Banyak hal yang dapat digali dari Al Habib Husein RA. Salah satunya adalah penguasaan khazanah kesejarahan wali-wali Allah asal Hadramaut. Yang luar biasa, keterangan yang diberikan dalam mengomentari para tokoh tersebut diucapkan di luar kepala. Lelaki kelahiran Surabaya tahun 1941 ini memang dikenal sebagai tokoh yang mumpuni. Mengenal tokoh ini seperti mengenal biografi berjalanan.
Hal itu ditunjukkan dengan kepiawaian Habib Husein dalam meriwayatkan berbagai tokoh di balik sejarah Islam dan ulama-ulama Hadramaut. Kepiawaiannya dalam hal ini bisa dilihat ketika ia menjelaskan dengan cermat para tokoh ulama Hadramaut.

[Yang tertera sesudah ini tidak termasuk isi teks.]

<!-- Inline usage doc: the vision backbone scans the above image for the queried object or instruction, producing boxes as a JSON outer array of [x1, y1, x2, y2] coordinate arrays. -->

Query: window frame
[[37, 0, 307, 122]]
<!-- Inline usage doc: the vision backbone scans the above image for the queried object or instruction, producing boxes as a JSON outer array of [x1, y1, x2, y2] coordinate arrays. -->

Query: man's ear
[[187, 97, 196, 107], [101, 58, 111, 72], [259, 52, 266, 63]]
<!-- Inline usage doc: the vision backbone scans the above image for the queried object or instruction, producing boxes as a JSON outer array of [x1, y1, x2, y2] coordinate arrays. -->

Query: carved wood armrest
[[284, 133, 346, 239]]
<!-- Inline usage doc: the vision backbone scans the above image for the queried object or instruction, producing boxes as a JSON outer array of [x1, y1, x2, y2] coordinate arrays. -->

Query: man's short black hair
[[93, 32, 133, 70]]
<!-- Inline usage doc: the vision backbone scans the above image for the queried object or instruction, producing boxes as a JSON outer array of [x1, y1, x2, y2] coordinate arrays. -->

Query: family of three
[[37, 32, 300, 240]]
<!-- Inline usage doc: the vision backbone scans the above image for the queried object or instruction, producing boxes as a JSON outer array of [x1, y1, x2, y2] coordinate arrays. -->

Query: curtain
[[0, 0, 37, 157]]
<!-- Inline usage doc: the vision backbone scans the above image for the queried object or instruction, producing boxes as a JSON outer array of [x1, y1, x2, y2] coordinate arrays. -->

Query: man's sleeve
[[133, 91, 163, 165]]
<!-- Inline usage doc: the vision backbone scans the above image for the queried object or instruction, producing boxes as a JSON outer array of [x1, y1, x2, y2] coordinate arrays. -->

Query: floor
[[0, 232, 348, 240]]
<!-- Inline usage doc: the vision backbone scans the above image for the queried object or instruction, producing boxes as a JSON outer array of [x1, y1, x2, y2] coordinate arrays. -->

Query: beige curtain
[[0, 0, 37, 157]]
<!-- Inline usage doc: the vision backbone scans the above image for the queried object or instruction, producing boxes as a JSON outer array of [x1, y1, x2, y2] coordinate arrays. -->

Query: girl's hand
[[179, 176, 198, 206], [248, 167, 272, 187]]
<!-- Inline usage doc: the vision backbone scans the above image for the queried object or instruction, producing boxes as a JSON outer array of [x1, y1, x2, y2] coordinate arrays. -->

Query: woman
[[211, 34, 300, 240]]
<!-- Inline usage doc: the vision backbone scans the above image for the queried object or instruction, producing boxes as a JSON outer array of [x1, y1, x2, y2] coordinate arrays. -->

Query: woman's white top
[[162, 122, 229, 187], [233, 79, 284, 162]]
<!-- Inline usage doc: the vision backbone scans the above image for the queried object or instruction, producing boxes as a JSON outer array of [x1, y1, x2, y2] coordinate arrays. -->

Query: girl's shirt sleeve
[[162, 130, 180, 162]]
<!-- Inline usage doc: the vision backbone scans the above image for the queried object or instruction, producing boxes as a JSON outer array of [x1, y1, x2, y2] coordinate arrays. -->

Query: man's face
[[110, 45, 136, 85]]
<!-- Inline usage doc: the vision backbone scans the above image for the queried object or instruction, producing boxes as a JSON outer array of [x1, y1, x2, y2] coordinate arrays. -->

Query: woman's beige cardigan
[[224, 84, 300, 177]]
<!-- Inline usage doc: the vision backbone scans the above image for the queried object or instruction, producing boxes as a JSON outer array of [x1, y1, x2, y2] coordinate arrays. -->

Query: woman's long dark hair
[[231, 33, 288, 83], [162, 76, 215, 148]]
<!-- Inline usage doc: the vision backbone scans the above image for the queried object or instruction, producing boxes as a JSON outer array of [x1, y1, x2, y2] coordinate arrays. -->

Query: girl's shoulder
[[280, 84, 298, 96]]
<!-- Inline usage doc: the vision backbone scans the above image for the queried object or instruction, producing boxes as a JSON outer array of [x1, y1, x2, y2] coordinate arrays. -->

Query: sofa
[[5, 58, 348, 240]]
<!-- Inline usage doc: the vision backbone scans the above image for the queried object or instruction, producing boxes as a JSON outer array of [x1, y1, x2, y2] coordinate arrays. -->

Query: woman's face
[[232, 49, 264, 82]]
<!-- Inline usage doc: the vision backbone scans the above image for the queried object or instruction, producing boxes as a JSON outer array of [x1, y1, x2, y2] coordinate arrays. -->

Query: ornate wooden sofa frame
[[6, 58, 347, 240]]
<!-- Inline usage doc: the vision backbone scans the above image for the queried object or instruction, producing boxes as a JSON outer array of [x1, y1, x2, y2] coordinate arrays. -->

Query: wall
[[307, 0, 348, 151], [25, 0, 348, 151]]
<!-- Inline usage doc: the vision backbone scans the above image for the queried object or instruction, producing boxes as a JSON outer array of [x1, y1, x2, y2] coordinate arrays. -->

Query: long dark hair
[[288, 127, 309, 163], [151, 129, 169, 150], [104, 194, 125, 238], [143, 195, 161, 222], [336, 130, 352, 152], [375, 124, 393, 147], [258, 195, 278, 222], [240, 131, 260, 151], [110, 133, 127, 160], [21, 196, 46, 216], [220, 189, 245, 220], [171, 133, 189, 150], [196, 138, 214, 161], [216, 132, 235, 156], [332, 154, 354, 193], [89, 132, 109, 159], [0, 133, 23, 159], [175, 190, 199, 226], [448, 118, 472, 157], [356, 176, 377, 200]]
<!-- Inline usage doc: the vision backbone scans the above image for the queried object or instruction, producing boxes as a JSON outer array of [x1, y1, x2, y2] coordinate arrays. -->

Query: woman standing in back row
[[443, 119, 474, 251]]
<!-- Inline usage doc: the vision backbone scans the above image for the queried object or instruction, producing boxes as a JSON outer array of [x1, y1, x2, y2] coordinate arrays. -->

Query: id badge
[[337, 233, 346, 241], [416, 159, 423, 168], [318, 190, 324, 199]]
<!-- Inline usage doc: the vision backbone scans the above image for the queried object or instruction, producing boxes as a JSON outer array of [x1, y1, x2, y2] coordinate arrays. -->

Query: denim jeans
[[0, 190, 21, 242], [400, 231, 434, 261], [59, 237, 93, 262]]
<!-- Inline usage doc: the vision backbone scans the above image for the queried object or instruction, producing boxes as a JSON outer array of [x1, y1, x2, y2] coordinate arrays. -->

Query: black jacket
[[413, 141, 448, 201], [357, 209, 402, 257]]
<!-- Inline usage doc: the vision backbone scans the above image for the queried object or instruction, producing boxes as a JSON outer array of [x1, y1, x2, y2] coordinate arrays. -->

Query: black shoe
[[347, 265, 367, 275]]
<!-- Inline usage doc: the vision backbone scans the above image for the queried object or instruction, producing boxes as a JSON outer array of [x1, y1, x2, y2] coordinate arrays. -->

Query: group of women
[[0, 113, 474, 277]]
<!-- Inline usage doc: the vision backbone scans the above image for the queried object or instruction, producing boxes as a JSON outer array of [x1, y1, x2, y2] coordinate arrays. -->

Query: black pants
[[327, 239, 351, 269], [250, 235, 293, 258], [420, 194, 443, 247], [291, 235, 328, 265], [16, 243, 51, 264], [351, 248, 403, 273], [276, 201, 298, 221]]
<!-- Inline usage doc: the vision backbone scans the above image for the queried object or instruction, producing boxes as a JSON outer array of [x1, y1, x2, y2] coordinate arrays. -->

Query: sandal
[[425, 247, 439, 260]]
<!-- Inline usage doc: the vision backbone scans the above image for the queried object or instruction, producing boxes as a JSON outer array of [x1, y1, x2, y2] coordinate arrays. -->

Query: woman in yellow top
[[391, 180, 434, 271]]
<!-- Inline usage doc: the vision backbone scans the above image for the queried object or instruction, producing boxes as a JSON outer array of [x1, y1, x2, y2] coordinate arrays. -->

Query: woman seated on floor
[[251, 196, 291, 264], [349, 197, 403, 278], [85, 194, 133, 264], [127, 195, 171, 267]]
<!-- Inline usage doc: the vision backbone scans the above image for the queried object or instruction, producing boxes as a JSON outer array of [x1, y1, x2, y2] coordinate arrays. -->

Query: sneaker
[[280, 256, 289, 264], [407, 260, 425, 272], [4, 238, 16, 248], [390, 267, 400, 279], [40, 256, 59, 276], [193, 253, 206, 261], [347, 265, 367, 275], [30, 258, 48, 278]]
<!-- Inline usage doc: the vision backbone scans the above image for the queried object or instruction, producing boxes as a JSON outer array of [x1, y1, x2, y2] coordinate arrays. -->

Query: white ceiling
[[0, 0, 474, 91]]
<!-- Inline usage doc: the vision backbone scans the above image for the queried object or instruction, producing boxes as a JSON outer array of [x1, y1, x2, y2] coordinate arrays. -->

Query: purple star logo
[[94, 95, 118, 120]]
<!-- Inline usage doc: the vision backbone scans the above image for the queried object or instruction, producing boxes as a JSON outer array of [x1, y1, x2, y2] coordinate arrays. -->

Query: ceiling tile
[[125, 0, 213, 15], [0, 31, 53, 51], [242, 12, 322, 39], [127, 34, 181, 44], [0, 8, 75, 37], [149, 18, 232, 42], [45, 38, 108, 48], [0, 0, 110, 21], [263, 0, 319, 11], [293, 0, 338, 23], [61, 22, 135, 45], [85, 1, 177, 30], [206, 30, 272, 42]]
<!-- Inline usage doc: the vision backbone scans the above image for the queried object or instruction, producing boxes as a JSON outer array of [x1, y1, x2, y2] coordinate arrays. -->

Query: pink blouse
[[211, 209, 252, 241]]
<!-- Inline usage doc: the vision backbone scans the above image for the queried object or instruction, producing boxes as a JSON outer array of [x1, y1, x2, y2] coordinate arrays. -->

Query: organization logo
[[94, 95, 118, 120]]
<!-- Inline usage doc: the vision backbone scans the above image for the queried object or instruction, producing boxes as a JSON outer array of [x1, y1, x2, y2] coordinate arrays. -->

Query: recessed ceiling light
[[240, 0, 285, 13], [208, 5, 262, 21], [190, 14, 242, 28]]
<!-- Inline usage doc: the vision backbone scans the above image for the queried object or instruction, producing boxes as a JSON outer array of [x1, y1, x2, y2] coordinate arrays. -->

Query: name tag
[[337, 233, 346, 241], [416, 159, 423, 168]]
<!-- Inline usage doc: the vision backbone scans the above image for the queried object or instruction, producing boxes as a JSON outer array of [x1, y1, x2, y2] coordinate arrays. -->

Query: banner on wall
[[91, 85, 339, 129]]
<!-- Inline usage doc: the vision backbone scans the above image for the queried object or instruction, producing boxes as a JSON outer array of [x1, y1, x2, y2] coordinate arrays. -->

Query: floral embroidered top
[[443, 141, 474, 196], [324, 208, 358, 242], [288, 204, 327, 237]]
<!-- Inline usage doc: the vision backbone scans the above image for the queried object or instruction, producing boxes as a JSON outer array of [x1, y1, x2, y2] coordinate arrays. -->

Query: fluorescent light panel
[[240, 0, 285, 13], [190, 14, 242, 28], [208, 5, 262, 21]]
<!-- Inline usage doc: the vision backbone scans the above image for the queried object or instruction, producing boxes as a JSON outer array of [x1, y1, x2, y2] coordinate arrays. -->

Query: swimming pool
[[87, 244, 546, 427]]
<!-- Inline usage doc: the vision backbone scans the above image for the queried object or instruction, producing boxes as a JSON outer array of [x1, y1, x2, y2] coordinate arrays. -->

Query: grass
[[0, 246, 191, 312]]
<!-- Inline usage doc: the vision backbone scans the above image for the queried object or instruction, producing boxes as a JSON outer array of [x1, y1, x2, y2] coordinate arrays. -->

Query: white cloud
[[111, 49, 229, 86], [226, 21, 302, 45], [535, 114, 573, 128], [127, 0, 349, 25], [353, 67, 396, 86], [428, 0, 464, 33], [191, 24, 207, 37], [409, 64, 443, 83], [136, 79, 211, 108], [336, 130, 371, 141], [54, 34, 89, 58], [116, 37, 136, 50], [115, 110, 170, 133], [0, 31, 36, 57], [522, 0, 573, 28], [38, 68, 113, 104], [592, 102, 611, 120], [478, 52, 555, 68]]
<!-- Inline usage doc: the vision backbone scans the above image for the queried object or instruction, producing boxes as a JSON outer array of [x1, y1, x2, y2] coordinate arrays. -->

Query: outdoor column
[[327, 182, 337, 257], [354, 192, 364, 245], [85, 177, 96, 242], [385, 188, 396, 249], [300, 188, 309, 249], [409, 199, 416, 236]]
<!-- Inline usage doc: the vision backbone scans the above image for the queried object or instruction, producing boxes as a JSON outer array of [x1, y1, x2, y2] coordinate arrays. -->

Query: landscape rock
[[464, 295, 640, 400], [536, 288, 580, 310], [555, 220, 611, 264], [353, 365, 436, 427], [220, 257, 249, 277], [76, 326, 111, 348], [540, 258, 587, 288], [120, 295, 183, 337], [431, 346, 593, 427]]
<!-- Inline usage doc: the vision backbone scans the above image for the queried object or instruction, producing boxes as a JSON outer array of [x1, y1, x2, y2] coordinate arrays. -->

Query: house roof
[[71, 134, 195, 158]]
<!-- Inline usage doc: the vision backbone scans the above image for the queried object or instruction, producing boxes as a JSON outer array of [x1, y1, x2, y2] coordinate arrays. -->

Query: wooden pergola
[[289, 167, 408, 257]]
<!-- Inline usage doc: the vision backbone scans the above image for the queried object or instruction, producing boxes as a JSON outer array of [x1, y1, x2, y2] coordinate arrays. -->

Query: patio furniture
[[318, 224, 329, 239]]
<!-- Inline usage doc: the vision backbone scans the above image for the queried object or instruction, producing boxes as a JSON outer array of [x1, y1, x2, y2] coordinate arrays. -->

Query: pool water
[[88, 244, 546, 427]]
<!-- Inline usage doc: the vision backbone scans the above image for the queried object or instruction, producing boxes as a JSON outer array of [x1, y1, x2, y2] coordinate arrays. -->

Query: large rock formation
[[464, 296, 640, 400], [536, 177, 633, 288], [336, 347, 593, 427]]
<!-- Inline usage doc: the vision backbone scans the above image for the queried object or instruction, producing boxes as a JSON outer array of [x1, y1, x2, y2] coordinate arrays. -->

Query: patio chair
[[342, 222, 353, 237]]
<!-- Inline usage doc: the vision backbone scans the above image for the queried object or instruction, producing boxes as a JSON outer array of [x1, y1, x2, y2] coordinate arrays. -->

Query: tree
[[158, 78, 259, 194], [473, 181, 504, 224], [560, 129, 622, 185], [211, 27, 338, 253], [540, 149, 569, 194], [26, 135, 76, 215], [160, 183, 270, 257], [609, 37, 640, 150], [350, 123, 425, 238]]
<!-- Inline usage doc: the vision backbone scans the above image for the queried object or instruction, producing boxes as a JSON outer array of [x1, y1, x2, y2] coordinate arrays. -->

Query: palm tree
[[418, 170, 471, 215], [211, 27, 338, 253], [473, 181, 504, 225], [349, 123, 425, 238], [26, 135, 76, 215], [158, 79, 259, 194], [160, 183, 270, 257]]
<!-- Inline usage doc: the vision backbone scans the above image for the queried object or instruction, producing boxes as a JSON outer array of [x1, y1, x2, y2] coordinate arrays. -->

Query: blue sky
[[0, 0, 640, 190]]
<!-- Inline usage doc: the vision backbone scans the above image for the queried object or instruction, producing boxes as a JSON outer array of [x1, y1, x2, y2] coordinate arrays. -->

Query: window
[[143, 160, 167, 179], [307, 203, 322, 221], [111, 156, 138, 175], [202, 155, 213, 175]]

Misalnya, tentang kehidupan Al-Faqihul Muqaddam RA, Al Habib Abdullah Al-Haddad RA (Shahiburratib), dan seluruh nama besar dari kalangan keturunan Rasulullah dari As Sayyidina Husein bin Ali RA. Dengan tutur kata yang halus, ia bercerita tentang sisi lain para pendahulu itu. Habib menyebut tahun atau usia seorang tokoh secara akurat. Jangan heran, kepandaiannya ini, baik dari segi bahasa maupun sejarah para auliya’ Hadramaut, mengantarkannya menjadi pemandu bagi 55 kiai terkemua di Jawa Timur, untuk tour ziarah dan umrah pada pada biro perjalanan umrah dan haji Al-Mastur, pimpinan H. Bargowi, di Surabaya sejak tahun 2005.
Mengaji sejak Kecil
Sejak kecil Beliau RA mengaji pada Madrasah Al-Khairiyah sampai tahun 1955. Pendidikannya kemudian berlanjut dengan belajar kepada Al Habib Abdul Qadir Bilfagih RA di Pondok Pesantren Darul Hadits Malang sampai 1958. Pada 1958, dia kembali ke Surabaya dan menetap di Jln. Ketapang Adiguno. Di lingkungan Ampel ini, ia belajar fiqih dan nahwu sharaf kepada Al Habib Muhammad bin Ahmad Assegaf RA, salah seorang ulama terkemuka Surabaya yang tinggal di kawasan Kapasan. Menurutnya, Al Habib Muhammad bin Ahmad Assegaf RA adalah ulama yang alim, ahli fiqih setaraf dengan mufti, pemberi fatwa. Orang-orang tertentu yang mengenal dia mengetahui kebesaran dan keilmuan Al Habib Muhammad bin Ahmad Assegaf RA.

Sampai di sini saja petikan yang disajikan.